{Reference Type}: Case Reports
{Title}: Novel mutations in a Chinese family with two patients with succinic semialdehyde dehydrogenase deficiency.
{Author}: Chen XD;Lin YT;Jiang MY;Li XZ;Li D;Hu H;Liu L;
{Journal}: Gynecol Endocrinol
{Volume}: 36
{Issue}: 10
{Year}: Oct 2020
{Factor}: 2.277
{DOI}: 10.1080/09513590.2020.1744555
{Abstract}: Background: A considerable proportion of pediatric disease burden is mainly caused by inborn errors of metabolism. Succinic semi-aldehyde dehydrogenase (SSADH) deficiency is an unusual disorder of the gamma-aminobutyric acid metabolism.

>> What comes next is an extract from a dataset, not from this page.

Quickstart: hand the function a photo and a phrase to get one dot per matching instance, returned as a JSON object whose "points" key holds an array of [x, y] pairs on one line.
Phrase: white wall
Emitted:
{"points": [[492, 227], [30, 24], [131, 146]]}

Till date, very few cases have been reported in China.Case presentation: Trio-WES was used to characterize the ALDH5A1 gene in two children of a Chinese family, who presented with seizures, psychomotor delay, development regression, borderline cognition, hypotonia, and harbored the compound heterozygotes NM_001080.3: c.1321G > A (p. Gly441Arg) and c.727_735del (p. Leu243_Ser245del). The former has been reported earlier (rs1041467895), whereas the latter is novel. Amino acid coding at highly conserved amino acid residues was observed to be altered by both mutations. This structural impairment influenced the enzyme structure as indicated by the in silico protein modeling. Cerebral magnetic resonance imaging of the proband and her brother showed excessive gap in the cerebrum and abnormal signals in the bilateral frontal lobe, bilateral basal ganglia, and cerebral foot. Elevated levels of Gamma-hydroxybutyric aciduria were found in their patients on urine organic acid analysis.Conclusion: Our findings contribute to the current knowledge of missense and deletion mutations associated with SSADH deficiency.